I posted on the other forum, but wanted to put in my 2 cents here, too. I don't see the low end scores being a disability, if they were average for the age range. I see that as asynchronous development. I once saw a post from Dr. Ruf on another forum on a similar topic. She pointed out that while some of the child's scores were two to three standard deviations above the norm, the others were less than one deviation from the norm which, as she said, "is normal".
The poster on the other forum doesn't say where the scores fell, jsut that there is this wide spread. I think perhaps this is a child who is amazingly advanced in some areas at the age of 7 and then pretty typical in others, for a 7 y/o. The frustrating part of asynchronous development is that the child who is 7 and writes at or slightly below age level cannot possibly produce written work that is anything like what is going on in his mind, which THINKS like a 16 y/o. No wonder the kid is frustrated!!! He isn't disabled - except by the fact that no one will recognize his strengths!!

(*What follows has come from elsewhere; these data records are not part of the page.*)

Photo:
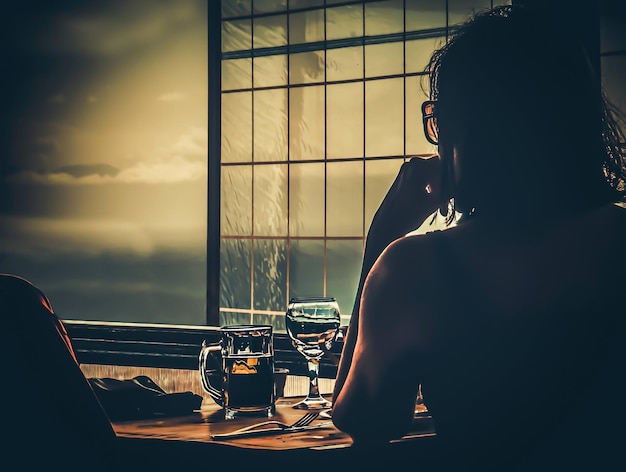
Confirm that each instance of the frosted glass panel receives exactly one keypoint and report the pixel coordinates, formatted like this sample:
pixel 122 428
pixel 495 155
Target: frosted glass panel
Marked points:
pixel 236 74
pixel 343 269
pixel 415 141
pixel 306 200
pixel 384 17
pixel 418 53
pixel 306 67
pixel 236 35
pixel 379 175
pixel 384 117
pixel 461 10
pixel 235 8
pixel 270 71
pixel 344 120
pixel 270 200
pixel 236 204
pixel 270 125
pixel 306 108
pixel 270 275
pixel 425 14
pixel 344 63
pixel 384 59
pixel 344 22
pixel 269 6
pixel 237 127
pixel 306 27
pixel 306 274
pixel 344 206
pixel 270 31
pixel 235 256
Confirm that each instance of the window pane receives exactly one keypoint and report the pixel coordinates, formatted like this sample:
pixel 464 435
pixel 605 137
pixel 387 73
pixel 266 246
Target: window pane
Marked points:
pixel 345 199
pixel 379 175
pixel 344 22
pixel 235 8
pixel 418 53
pixel 236 35
pixel 384 17
pixel 306 273
pixel 306 200
pixel 236 74
pixel 425 14
pixel 306 108
pixel 415 140
pixel 235 256
pixel 344 63
pixel 344 120
pixel 270 70
pixel 236 201
pixel 270 125
pixel 306 67
pixel 384 59
pixel 270 31
pixel 270 200
pixel 270 274
pixel 268 6
pixel 384 117
pixel 461 10
pixel 237 127
pixel 306 27
pixel 343 269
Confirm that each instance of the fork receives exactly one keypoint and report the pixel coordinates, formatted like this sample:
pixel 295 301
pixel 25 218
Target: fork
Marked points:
pixel 278 426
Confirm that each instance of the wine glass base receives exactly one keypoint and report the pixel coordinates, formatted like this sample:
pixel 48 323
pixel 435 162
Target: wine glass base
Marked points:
pixel 313 404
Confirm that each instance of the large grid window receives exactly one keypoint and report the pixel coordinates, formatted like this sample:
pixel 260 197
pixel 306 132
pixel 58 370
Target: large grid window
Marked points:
pixel 320 107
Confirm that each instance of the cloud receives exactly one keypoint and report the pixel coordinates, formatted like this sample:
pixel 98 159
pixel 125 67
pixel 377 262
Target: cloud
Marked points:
pixel 171 97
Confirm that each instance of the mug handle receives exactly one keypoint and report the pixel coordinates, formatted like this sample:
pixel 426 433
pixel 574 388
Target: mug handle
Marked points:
pixel 215 393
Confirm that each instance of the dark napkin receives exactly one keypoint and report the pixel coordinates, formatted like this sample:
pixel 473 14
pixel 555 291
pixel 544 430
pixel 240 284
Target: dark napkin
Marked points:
pixel 140 397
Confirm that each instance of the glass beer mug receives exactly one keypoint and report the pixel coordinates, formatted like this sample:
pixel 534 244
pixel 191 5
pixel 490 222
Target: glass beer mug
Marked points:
pixel 243 382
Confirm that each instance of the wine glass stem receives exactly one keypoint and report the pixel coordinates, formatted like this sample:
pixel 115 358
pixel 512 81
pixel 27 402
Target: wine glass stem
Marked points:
pixel 314 370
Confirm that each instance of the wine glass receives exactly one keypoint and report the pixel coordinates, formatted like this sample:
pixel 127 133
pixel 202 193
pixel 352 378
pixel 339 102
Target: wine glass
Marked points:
pixel 313 324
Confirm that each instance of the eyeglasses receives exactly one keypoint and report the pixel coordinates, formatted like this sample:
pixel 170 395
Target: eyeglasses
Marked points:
pixel 429 119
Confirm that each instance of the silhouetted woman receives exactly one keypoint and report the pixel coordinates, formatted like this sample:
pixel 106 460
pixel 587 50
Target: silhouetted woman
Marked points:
pixel 510 319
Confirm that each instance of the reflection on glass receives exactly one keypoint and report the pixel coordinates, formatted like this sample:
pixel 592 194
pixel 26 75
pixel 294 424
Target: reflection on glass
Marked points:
pixel 306 272
pixel 384 131
pixel 306 133
pixel 270 200
pixel 270 31
pixel 384 17
pixel 344 22
pixel 379 175
pixel 343 269
pixel 306 67
pixel 306 200
pixel 270 125
pixel 418 52
pixel 344 63
pixel 344 120
pixel 270 71
pixel 425 14
pixel 236 74
pixel 306 27
pixel 235 257
pixel 344 208
pixel 236 201
pixel 384 59
pixel 415 141
pixel 461 10
pixel 236 35
pixel 237 127
pixel 270 274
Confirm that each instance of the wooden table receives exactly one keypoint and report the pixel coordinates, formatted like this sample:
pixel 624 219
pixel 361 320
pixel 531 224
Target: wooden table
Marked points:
pixel 189 437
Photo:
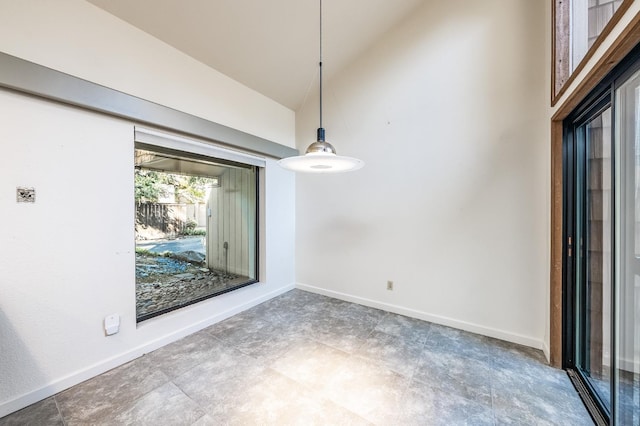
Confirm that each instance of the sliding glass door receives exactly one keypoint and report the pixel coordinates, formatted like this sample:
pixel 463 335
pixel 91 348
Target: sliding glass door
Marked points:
pixel 602 248
pixel 592 253
pixel 627 297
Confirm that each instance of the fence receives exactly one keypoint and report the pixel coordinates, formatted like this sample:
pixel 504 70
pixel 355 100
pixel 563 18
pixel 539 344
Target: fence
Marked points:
pixel 155 220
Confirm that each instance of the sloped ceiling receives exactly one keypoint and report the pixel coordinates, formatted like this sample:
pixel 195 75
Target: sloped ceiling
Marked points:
pixel 270 46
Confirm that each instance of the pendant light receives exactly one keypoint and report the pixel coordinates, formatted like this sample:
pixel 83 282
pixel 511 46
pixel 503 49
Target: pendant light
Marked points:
pixel 321 156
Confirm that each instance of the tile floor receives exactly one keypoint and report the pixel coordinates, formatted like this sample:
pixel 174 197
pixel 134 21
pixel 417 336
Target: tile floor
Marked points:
pixel 307 359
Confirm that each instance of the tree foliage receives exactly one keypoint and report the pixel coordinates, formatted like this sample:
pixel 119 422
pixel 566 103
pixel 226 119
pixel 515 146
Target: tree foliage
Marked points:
pixel 151 185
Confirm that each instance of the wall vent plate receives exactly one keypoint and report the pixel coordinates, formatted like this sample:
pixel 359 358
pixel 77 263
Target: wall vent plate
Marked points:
pixel 25 195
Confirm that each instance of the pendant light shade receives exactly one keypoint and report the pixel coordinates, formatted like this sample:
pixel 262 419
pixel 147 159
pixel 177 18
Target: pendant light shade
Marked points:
pixel 321 156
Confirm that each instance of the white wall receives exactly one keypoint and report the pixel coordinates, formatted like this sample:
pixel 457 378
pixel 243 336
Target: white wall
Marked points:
pixel 448 111
pixel 80 39
pixel 68 260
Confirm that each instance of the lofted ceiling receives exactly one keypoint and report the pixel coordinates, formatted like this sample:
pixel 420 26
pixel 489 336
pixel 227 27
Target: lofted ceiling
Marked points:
pixel 270 46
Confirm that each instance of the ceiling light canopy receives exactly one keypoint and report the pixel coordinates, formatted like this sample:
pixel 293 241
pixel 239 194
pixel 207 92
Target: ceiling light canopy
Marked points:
pixel 321 156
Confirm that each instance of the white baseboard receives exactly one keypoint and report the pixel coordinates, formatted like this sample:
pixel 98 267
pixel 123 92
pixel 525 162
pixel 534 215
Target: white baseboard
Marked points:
pixel 60 384
pixel 425 316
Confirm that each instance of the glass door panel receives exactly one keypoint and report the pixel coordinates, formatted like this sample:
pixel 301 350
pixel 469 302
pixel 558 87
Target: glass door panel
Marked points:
pixel 627 298
pixel 594 232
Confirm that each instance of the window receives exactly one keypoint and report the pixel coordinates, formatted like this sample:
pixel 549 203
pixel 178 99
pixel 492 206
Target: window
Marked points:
pixel 602 240
pixel 579 27
pixel 196 222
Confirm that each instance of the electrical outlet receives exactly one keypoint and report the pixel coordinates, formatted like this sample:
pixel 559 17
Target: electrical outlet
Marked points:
pixel 25 195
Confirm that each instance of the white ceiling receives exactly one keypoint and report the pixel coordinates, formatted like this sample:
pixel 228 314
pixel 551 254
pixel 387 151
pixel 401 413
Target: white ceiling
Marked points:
pixel 270 46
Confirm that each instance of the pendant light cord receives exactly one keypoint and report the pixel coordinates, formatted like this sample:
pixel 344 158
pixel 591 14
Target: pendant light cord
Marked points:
pixel 320 63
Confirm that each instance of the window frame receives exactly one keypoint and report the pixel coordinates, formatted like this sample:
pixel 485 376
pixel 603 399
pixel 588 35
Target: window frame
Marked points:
pixel 160 141
pixel 561 74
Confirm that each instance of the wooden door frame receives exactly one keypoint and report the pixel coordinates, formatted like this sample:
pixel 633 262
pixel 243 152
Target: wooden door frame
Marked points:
pixel 623 44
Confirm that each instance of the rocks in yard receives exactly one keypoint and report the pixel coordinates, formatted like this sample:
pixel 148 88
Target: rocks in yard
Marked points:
pixel 164 283
pixel 190 256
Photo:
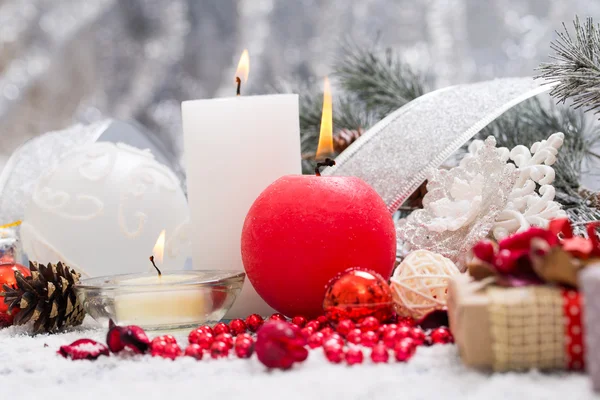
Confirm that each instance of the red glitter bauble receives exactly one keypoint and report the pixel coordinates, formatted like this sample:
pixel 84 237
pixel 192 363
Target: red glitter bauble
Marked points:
pixel 404 350
pixel 201 337
pixel 219 350
pixel 369 339
pixel 280 344
pixel 380 354
pixel 335 354
pixel 253 322
pixel 441 335
pixel 237 326
pixel 194 350
pixel 226 338
pixel 354 356
pixel 315 340
pixel 354 336
pixel 7 277
pixel 244 346
pixel 356 294
pixel 300 321
pixel 345 326
pixel 221 327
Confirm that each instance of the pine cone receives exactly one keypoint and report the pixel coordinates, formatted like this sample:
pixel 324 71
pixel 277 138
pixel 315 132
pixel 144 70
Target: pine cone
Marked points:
pixel 46 297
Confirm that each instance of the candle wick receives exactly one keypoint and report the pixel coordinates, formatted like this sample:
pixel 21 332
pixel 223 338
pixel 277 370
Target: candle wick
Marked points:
pixel 152 261
pixel 327 163
pixel 239 82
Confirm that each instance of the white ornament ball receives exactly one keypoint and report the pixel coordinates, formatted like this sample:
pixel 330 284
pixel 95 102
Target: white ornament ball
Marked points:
pixel 102 210
pixel 420 283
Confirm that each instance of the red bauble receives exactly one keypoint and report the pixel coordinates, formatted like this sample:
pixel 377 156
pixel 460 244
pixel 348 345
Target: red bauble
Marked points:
pixel 357 294
pixel 303 230
pixel 194 350
pixel 253 322
pixel 7 277
pixel 280 344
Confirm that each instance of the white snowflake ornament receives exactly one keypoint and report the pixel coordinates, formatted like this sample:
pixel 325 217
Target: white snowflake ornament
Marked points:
pixel 531 202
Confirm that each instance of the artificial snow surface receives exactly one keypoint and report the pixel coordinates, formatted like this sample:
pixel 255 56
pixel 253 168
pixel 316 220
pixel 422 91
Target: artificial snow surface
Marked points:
pixel 30 368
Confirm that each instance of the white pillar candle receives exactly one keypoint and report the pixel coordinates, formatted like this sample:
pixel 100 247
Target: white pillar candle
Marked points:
pixel 234 148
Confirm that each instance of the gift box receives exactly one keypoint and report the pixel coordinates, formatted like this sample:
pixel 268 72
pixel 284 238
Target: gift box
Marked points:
pixel 516 328
pixel 590 284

I don't know the details of what the scores really were. Perhaps there truly is an issue that warrants intervention in the sense of some skills being significantly impaired (IE: below age level and/or not advancing). But it seems to me that this is just a case of let's help this amazing kid until his writing skills catch up.
As the psychologist said to us when we had our 5 y/o tested and were worried about behaviors. "He's just acting like a 5 year old. That's perfectly normal. You just don't expect him to ACT like a 5 year old because he doesn't TALK like a 5 year old. But trust me, he's normal!"